Not to mention just how darned pretty the meadows are, they serve as excellent campsites for forest visitors, such as us.
But dang, it’s that love-it-to-death thing again. The meadows of the High Sierras are one of the most important elements providing support for the ecosystem of the mountain range but are also the most threatened by human activity. At one point in our journey, Lisa and I have just begun climbing out of a bowl in the midst of steep slopes, a meadow at the bottom. As we gain altitude, I look back to see two backpackers stripping themselves of their overloaded backpacks and dropping them to the ground. With a great grunt, one of them zips down his pants and gives forth with a mighty urination, right there at the edge of the meadow.
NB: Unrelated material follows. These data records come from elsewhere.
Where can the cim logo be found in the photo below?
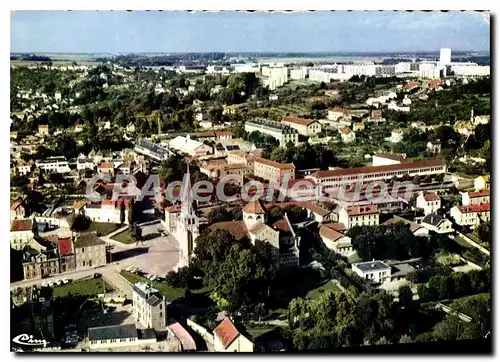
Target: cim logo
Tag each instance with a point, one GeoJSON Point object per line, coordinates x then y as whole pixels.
{"type": "Point", "coordinates": [27, 340]}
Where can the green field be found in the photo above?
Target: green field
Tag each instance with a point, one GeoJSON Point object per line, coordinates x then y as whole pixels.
{"type": "Point", "coordinates": [329, 286]}
{"type": "Point", "coordinates": [102, 228]}
{"type": "Point", "coordinates": [88, 287]}
{"type": "Point", "coordinates": [171, 293]}
{"type": "Point", "coordinates": [124, 237]}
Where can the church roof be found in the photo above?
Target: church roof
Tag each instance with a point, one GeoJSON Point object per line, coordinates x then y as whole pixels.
{"type": "Point", "coordinates": [254, 207]}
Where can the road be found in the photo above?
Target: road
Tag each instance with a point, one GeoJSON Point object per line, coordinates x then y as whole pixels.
{"type": "Point", "coordinates": [158, 255]}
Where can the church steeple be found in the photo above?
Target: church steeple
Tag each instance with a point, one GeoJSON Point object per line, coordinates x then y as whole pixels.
{"type": "Point", "coordinates": [186, 197]}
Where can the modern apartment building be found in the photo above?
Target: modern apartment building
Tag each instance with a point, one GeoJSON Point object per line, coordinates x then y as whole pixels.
{"type": "Point", "coordinates": [282, 132]}
{"type": "Point", "coordinates": [150, 308]}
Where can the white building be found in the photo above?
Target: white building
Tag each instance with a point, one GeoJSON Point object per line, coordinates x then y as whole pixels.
{"type": "Point", "coordinates": [430, 203]}
{"type": "Point", "coordinates": [228, 339]}
{"type": "Point", "coordinates": [149, 307]}
{"type": "Point", "coordinates": [189, 146]}
{"type": "Point", "coordinates": [471, 215]}
{"type": "Point", "coordinates": [54, 164]}
{"type": "Point", "coordinates": [444, 57]}
{"type": "Point", "coordinates": [359, 216]}
{"type": "Point", "coordinates": [474, 198]}
{"type": "Point", "coordinates": [397, 135]}
{"type": "Point", "coordinates": [376, 272]}
{"type": "Point", "coordinates": [282, 132]}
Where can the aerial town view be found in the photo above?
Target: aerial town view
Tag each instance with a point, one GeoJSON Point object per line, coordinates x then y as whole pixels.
{"type": "Point", "coordinates": [250, 182]}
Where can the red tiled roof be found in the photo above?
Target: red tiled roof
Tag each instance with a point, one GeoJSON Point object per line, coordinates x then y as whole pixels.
{"type": "Point", "coordinates": [254, 207]}
{"type": "Point", "coordinates": [281, 166]}
{"type": "Point", "coordinates": [330, 233]}
{"type": "Point", "coordinates": [341, 109]}
{"type": "Point", "coordinates": [377, 169]}
{"type": "Point", "coordinates": [362, 210]}
{"type": "Point", "coordinates": [65, 246]}
{"type": "Point", "coordinates": [391, 156]}
{"type": "Point", "coordinates": [336, 226]}
{"type": "Point", "coordinates": [297, 120]}
{"type": "Point", "coordinates": [431, 197]}
{"type": "Point", "coordinates": [21, 225]}
{"type": "Point", "coordinates": [105, 165]}
{"type": "Point", "coordinates": [410, 85]}
{"type": "Point", "coordinates": [282, 225]}
{"type": "Point", "coordinates": [236, 228]}
{"type": "Point", "coordinates": [481, 193]}
{"type": "Point", "coordinates": [475, 208]}
{"type": "Point", "coordinates": [226, 332]}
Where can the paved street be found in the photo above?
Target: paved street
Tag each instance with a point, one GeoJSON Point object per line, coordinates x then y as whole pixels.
{"type": "Point", "coordinates": [157, 255]}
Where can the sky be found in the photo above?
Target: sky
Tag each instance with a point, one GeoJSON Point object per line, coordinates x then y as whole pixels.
{"type": "Point", "coordinates": [339, 31]}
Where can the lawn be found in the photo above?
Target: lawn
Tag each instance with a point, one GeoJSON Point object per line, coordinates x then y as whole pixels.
{"type": "Point", "coordinates": [92, 286]}
{"type": "Point", "coordinates": [124, 237]}
{"type": "Point", "coordinates": [329, 286]}
{"type": "Point", "coordinates": [171, 293]}
{"type": "Point", "coordinates": [102, 228]}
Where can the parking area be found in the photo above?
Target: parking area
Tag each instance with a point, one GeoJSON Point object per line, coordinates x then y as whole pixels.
{"type": "Point", "coordinates": [158, 255]}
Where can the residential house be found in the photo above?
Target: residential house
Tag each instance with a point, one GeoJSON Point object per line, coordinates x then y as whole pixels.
{"type": "Point", "coordinates": [396, 136]}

He couldn’t have picked a more beautiful place to commune with nature, but the son of a bitch should have at least gotten off trail and away from this small and pristine paradise. These meadows can handle many harsh conditions. It doesn’t need your tinkle.
Our peeing hiker is one of the reasons it has been so difficult for us to visit this area. The area is fragile and the powers-that-be have decided on instituting the permit system, limiting the number of jagoffs allowed on the mountain at any given time.
“Hey doofus! Put it back in your pants and consider that your pee stinks. In many ways.”
Climbing, climbing. Must have covered 448 miles by now. (Not really.) And then we top out a rise and enter a large flat area (flat only in comparison with the constant uphill) with towering mountains before us and to both sides. That’s Wotans Throne on our right, Mount McAdie on our left and Mount Irvine far past that. Directly ahead, what looks like a nearly sheer wall, that’s where our trail goes, 1700 feet up in less than two miles of trail distance, 7/10 of a mile as the crow flies. This is where you’ll reverse direction 99 times. These are them! The switchbacks!